Cinta mengangguk, kemudian berdiri. Kedua gadis cantik itu terlihat berjalan menuruni tangga. Sesekali terdengar suara tawa keduanya.
Beberapa saat kemudian suasana diruang suara tampak penuh keceriaan. Tak ada seorang bahkan di ruangan itu, beberapa Cinta dan Om Ridwan, yang tahu tentang kejadian yang baru saja terjadi di dalam kamar. Kebohongan kembali bisa tertutupi dengan memakai topeng yang ideal. Cinta konsisten dapat tersenyum di depan Tante Vera dan Felisia, begitupun dengan Om Ridwan di depan keluarganya. Keduanya seakan tahu bagaimana sudah babak dari kisah mereka sepatutnya dijalani dan bagaimana semestinya ditutupi. Rahasia akan konsisten menjadi rahasia. Melainkan apakah memang demikian adanya?

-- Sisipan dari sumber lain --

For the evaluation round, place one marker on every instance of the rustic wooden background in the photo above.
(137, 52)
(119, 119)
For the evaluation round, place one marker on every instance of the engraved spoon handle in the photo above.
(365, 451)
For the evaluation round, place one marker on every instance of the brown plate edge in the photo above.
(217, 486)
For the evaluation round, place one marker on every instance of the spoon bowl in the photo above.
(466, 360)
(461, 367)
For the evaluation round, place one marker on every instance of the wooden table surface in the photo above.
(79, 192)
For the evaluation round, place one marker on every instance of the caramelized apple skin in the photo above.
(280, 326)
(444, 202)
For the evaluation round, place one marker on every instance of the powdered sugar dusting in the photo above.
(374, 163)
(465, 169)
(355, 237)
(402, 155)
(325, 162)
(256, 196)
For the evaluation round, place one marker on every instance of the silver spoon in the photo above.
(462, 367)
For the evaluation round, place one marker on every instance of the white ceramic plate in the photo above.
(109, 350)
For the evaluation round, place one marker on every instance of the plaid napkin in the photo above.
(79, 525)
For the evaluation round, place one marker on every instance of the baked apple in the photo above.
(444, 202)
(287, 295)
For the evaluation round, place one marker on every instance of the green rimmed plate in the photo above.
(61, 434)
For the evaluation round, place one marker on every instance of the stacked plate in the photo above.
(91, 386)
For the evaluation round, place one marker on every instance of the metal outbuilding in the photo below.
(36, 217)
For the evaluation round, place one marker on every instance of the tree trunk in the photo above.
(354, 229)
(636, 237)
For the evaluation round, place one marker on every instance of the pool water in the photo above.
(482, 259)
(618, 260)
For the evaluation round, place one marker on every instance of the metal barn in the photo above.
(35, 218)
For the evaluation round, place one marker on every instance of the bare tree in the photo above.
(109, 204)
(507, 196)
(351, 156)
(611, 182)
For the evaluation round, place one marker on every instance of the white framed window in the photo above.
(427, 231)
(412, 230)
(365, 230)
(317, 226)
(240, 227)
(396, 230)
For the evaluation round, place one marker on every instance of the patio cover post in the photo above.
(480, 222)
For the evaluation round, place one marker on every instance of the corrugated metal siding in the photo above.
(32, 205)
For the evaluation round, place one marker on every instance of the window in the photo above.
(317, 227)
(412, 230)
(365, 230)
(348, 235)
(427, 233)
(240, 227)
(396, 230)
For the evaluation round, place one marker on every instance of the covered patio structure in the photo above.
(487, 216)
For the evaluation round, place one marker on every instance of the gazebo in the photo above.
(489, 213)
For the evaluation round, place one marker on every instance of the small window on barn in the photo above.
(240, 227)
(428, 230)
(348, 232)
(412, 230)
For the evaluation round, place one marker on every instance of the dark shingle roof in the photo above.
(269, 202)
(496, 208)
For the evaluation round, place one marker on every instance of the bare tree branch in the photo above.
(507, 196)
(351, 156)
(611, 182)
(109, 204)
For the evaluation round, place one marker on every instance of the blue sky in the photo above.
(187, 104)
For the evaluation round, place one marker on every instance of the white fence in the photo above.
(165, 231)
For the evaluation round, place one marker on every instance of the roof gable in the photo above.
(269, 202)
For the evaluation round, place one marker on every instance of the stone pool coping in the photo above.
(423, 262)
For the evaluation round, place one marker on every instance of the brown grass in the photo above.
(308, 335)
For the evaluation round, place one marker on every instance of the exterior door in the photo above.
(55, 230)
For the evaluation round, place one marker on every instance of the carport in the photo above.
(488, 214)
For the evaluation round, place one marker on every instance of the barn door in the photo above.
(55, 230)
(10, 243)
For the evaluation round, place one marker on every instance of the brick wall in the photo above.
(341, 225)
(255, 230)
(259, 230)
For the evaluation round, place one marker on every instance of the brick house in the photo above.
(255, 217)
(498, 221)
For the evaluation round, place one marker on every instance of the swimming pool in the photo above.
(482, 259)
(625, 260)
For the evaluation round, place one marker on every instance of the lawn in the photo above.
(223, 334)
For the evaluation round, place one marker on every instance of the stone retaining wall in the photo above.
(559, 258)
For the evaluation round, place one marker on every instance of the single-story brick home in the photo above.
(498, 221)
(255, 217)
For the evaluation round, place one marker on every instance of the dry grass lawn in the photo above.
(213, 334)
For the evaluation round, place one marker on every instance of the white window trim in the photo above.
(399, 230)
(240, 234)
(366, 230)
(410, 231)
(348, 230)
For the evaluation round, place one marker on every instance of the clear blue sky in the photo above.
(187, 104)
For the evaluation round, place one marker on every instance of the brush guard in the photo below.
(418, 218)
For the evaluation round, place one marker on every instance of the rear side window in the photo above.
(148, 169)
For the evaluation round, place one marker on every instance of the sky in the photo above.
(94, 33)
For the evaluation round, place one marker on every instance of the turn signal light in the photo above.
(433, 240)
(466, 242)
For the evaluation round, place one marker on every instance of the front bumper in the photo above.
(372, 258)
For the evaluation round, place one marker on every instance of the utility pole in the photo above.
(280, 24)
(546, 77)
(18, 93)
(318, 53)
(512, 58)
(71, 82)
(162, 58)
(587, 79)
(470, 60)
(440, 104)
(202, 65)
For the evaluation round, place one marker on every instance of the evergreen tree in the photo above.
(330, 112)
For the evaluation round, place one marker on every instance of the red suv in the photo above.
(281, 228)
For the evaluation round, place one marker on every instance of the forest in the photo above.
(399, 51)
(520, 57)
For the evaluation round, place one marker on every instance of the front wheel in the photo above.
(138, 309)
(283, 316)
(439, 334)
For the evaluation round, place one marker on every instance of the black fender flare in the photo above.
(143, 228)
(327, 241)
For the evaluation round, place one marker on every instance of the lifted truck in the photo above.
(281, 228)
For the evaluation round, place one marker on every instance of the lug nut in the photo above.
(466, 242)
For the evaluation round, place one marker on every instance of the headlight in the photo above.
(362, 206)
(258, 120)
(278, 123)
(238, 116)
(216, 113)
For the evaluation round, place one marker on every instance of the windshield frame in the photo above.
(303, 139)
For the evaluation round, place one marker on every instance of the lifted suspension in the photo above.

Denny masuk ke dalam kamarnya. Ia tiap-tiap jika pintu kamarnya terkunci. Dihidupkannya DVD player, sehingga alunan musik memenuhi seluruh kamar. Laki-laki muda itu bergegas naik ke ranjang dan mengeluarkan sebuah telepon pintar dari dalam saku celana. Dicarinya program video player. Dipilihnya salah satu file, kemudian ditekannya tombol ‘play’.
“Sshhh..”. Denny mendesah pelan.
Tangan kiri Denny bergerak kencang menurunkan celana pendek sekalian boxer yang dipakainya. Kedua baju itu melorot turun hingga ke lutut. Tangan itu juga yang kemudian mengurut-ngurut batang penisnya sendiri. Berlahan penis itu menegang seiring bertambahnya durasi video. Adegan di layar hand phone itu berlahan mulai memancing birahi Denny. Adegan sepasang manusia sedang bersenggama.
“AAHH..!”.
Adegan video berhenti bersamaan dengan melelehnya cairan putih dari ujung penis Denny. Tubuh Denny terasa lemas. yang diaturnya di tangan kanan terlepas.
Sebuah nama berbisik lirih keluar dari mulut Denny. “Kak Cinta…”.